"Türkiye Devleti Bir Cumhuriyettir"
Meclis, 29 Ekim 1923 Pazartesi saat 18.00'de İsmet İnönü başkanlığında toplandı.
Anayasa Komisyonu tarafından sunulan ve anayasa değişikliğini içeren teklif acilen görüşülmesi için gündeme kaydedildi.
Görüşe sunulan tasarıda şu hükümler yer aldı:
"Egemenlik kayıtsız şartsız milletindir. Ulusal işlerin fiili idarenin yönetim şekli halka dayanmaktadır. Türkiye Devleti bir cumhuriyettir.
Türkiye Devleti'nin dini İslam, resmi dili Türkçedir.

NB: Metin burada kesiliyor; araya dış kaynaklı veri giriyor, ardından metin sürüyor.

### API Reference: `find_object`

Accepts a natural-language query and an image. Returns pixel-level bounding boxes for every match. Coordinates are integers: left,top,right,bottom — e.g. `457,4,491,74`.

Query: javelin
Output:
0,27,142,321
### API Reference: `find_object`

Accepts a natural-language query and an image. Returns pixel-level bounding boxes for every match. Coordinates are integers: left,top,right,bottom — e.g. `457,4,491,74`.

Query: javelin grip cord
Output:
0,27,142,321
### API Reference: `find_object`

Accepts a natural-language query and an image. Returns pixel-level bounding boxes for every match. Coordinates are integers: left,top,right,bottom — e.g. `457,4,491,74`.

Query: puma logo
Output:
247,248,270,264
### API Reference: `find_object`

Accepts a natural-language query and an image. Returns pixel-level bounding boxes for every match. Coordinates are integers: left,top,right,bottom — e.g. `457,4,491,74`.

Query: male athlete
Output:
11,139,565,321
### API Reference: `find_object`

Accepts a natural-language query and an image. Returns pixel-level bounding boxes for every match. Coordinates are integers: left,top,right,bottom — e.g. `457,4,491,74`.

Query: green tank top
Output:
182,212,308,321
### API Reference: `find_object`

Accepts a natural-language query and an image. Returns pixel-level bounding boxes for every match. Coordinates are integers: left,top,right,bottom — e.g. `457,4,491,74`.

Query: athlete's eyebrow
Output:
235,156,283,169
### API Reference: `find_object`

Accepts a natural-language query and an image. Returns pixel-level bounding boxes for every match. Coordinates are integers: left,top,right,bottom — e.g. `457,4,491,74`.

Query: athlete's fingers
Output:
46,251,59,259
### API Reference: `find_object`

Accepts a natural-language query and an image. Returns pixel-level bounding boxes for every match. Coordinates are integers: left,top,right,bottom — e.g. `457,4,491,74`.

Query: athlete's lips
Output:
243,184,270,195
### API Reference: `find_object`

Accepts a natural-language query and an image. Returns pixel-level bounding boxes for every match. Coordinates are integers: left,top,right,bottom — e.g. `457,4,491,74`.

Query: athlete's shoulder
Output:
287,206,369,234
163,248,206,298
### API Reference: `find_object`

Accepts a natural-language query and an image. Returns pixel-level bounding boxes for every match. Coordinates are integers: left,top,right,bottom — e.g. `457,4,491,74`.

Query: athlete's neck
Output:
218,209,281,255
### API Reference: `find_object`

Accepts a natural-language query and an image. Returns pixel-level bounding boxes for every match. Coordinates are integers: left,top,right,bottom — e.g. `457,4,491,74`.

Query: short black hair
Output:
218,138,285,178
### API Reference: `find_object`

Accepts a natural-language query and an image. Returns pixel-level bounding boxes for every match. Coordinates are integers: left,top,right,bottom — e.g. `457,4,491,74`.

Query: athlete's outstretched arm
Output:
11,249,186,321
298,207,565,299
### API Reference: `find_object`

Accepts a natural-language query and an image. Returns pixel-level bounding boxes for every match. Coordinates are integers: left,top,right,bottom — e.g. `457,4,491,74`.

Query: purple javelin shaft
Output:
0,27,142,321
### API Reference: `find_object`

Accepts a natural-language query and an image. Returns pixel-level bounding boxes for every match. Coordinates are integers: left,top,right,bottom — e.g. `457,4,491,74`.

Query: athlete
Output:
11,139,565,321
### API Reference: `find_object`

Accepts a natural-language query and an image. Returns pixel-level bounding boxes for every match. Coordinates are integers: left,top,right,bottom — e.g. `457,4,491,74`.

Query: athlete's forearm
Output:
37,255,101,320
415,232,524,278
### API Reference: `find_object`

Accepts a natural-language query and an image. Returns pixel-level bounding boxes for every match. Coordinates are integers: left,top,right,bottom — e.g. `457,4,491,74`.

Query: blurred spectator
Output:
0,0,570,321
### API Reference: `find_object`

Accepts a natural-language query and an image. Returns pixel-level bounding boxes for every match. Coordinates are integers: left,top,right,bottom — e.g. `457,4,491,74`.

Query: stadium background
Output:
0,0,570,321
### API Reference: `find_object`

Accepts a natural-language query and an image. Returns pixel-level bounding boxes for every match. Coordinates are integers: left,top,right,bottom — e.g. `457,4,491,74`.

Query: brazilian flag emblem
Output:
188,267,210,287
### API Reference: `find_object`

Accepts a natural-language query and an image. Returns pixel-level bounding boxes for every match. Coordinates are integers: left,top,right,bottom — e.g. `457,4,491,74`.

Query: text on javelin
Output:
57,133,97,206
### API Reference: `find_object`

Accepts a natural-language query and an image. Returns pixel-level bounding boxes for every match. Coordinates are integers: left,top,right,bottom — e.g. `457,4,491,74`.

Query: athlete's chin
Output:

Türkiye Devleti, Büyük Millet Meclisi tarafından yönetilir.
Türkiye Cumhuriyeti'nin Cumhurbaşkanı, Genel Kurulun toplantısında bir yasama dönemi süresi için kendi üyeleri arasında Millet Meclisi tarafından seçilir. Cumhurbaşkanı görevini halefi seçilene kadar sürdürür. Geçmiş başkan yeniden seçilebilir.
Türkiye Cumhuriyeti Cumhurbaşkanı, Türk Devleti'nin başıdır. Bu sıfatıyla gerekli gördüğü zaman, Büyük Millet Meclisi ve Bakanlar Kurulunun başkanlığını yapar.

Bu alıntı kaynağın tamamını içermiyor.